I cannot contain my suspicion that Bertolucci installed his curtain in the farmhouse to connect it with a fabulous opus on celluloid that the first poet took upon himself to frame. With his stolen one, Bertolucci often cheers Beauty on from the sidelines of that French master’s enchanted tale. He is also, coincidentally, restating for everyone or at least everyone paying attention, that this film is a fable like Cocteau’s inimitable “Beauty and the Beast,” better known as “La Belle et la Bête”.

If you’ve watched Cocteau’s masterpiece, you’ll never forget the sequence in which the character of Belle, played by the luminous Josette Day, arrives and enters Bête’s magic castle. Watch as she pushes in those massive doors and is snagged by the magnetism of her terrifying host. The halls are lit both-sides with regiments of disembodied arms, sprouted from walls instead of human ribs and each supports a glowing candelabra. One room is followed by another even more mysterious. The inner sanctum is decorated with a row of moonlit, floor-to-ceiling-draped windows.

The magnetism of La Bête grows so strong, by then, that something between the floor and Beauty’s feet conveys her to Him. The possessed castle inhales and sucks the diaphanous shades toward the swooning Belle. She comprehends only later that this is Bête in magic drapery drag, privately pawing her as she passes.

This brief passage is one of the most sumptuous in film history. It reveals not only the perverse pleasure that Bête takes in observing Belle without reserve, but takes in the ravishment of the senses that she experiences inside his enchanted in-breath before fear sets in.

First hints of dread come from a dressing room laid out for Belle. Objects in there whisper aloud, offering their service to her. With such animation in the world of things she is unfamiliar, or perhaps she comprehends, finally, that this castle has eyes to which she does not wish to be further exposed. So she runs but, naturally, all roads lead to La Bête. Suddenly, there he towers, with dashing, full-face beard, ivory fangs and diamond spangles. “Ue Allez Vous,” he bellows, blocking her way, and the trembling, exquisite, adorable and defenseless Belle instantly faints…

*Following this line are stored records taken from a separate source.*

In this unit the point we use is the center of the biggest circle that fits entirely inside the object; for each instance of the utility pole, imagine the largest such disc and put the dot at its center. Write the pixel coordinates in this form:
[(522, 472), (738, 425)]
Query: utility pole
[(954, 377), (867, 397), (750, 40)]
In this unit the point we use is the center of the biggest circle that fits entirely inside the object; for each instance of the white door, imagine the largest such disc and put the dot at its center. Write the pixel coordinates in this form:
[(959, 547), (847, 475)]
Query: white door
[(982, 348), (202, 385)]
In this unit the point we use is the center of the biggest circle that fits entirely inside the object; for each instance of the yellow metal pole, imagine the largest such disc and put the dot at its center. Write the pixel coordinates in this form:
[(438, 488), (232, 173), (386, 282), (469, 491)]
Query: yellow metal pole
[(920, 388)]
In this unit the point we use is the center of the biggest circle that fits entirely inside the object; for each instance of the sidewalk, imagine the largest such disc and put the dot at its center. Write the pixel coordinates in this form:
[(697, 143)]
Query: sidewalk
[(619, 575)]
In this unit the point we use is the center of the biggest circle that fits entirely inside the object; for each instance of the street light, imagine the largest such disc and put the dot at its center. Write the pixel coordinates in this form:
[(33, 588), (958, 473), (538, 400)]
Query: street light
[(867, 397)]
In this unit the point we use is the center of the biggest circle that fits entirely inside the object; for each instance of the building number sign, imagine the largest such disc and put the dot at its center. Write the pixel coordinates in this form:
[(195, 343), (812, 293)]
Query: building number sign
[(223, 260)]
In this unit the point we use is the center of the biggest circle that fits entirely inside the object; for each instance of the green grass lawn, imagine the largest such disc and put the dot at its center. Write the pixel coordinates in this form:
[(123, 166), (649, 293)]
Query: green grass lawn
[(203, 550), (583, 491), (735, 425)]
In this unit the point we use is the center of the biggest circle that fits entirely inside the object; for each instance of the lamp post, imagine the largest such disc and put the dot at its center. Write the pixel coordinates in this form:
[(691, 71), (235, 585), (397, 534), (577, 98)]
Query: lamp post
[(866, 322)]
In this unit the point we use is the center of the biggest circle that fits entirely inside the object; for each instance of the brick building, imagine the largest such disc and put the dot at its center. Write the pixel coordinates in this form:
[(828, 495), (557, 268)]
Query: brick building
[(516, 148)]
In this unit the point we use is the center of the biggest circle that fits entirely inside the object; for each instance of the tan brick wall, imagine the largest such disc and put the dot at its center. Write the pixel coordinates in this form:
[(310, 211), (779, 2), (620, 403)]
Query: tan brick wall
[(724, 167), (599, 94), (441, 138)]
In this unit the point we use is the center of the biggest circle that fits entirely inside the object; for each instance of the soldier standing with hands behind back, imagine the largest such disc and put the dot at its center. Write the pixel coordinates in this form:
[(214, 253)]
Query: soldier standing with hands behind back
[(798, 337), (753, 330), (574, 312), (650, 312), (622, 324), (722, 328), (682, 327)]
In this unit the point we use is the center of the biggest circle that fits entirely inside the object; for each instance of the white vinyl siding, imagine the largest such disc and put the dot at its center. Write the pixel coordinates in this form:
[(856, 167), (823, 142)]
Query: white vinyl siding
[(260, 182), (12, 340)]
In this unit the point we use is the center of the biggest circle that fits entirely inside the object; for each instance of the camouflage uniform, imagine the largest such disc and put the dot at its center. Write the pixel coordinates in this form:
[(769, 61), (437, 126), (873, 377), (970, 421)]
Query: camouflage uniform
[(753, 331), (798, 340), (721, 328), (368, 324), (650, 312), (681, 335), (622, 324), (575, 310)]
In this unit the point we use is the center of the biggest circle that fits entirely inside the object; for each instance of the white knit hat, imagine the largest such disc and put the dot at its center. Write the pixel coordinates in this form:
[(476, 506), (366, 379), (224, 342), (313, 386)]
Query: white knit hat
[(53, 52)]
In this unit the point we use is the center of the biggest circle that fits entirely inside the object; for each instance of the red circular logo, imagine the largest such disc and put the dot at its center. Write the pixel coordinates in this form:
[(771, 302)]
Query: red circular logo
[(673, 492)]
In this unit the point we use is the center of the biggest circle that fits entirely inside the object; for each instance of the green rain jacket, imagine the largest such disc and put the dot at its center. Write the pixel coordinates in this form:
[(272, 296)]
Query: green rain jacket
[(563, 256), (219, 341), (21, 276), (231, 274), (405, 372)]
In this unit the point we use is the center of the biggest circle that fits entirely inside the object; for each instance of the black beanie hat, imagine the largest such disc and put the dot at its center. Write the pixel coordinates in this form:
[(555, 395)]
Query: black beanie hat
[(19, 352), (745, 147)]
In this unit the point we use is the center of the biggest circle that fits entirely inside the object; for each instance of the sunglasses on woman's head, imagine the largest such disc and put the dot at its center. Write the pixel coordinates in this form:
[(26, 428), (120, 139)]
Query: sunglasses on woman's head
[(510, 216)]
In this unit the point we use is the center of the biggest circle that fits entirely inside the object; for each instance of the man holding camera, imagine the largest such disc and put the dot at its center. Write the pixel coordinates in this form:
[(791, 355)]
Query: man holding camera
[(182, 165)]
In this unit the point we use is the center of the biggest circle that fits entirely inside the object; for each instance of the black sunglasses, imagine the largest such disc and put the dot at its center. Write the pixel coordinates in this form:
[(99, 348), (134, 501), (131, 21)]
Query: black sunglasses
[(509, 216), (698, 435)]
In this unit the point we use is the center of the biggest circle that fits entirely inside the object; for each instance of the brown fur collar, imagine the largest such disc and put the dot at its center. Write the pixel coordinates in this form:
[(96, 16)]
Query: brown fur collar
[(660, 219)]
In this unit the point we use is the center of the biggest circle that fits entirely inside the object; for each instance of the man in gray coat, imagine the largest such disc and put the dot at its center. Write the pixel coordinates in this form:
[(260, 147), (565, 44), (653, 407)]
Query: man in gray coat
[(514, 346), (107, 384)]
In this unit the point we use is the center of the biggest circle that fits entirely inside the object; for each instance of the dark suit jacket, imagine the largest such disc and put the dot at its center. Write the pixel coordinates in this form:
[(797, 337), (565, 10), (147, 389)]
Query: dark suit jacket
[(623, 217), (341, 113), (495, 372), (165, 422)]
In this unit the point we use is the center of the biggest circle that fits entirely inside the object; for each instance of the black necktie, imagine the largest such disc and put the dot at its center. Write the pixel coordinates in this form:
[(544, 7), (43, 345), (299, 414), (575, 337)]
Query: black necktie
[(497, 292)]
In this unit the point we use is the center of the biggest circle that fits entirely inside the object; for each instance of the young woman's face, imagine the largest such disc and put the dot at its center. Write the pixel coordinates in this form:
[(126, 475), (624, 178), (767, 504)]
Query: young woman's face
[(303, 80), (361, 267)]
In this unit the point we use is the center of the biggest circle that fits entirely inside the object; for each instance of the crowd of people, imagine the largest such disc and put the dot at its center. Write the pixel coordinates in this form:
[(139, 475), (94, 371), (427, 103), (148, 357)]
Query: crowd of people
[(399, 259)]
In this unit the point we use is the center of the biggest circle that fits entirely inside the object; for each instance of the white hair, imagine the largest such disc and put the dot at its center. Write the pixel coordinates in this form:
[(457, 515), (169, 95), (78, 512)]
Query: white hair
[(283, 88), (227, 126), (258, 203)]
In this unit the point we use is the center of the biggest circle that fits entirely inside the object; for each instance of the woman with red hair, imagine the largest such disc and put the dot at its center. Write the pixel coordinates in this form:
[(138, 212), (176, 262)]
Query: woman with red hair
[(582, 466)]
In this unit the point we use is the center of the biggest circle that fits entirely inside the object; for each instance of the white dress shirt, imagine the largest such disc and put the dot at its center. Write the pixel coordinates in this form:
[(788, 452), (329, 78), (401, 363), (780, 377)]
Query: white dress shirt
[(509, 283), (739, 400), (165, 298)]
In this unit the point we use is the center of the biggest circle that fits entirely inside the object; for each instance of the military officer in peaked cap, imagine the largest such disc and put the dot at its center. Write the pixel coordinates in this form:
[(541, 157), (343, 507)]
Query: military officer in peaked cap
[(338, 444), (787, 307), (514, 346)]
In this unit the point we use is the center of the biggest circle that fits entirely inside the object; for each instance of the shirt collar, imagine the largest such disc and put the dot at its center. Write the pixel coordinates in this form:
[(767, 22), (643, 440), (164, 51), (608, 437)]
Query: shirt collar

…meanwhile, back in our movie seats, ten bucks makes the goddess appear overhead, flick, flick, flick. Once more, radiant Venus descends to the world of men, flicka, flicka, flick…

The opening credits of “Stealing Beauty” play over a home made video. Here again we have a voyeur stalking a beautiful maiden from behind a magic glass. In his prying lens, Lucy is unsuspecting captive. Ironically, it is Bertolucci voice issuing from the secret admirer as he drops the tape of Lucy in the sky down to Lucy on the tracks. The video was recorded on the plane from America and then by train to Siena. It’s all we’ve had to look at so far. We’ve watched a lot of claustrophobic angles of Lucy sleeping, thinking, looking out the window, moving freely about the cabin, listening to music, sleeping some more. We get a cool glimpse of some drool dripping down her chin.

Why cool? Because this is Venus, adorable, immortal, woman-child, sex diva, war goddess. Though it should not be true of the audience, all of this is lost, of course, on luminous Lucy who embodies a ravishing ideal of lady luck with, delectably, zero awareness of our prying eyes.

Now would you just look at how that hand of hers sleeps so close to her blue jean-ed crotch. Is it meant to recall that infatuating pose painted by another celebrated high-priest of Her sect? He who is nearly five hundred or so years Bertolucci’s senior, and is known as Titian, a northerner like him, but from Venice instead of Parma. That Titian was a titan of Venus.

In case you never have, allow your gaze sufficient contact with the “Venus d’Urbino” to observe how gratified she is to lay naked in your presence. It is enough to make one doubt her virginity no? Edward Manet recaste that archetype a few centuries later, transforming Venus into Olympia, a haughty, prosperous, young whore (1864). Next up, Signore Bertolucci rigs his photo reel to ritually restore Venus’ virginity so he can steal it once more.

What is it about this little rite in which movie going mortals regularly love to partake? It is far from the first time that Venus has been around this block. That hottie and her posse are preserved in stone hewn from cultures that reach back to earth’s earliest inhabited zones.

Meanwhile, back to the future, Lucy’s awake again and looking out the window, descending to the land of men. She never acknowledges being watched by them though. You, I and the filmmakers are as graced as La Bete to peek into this pure maiden’s personal space.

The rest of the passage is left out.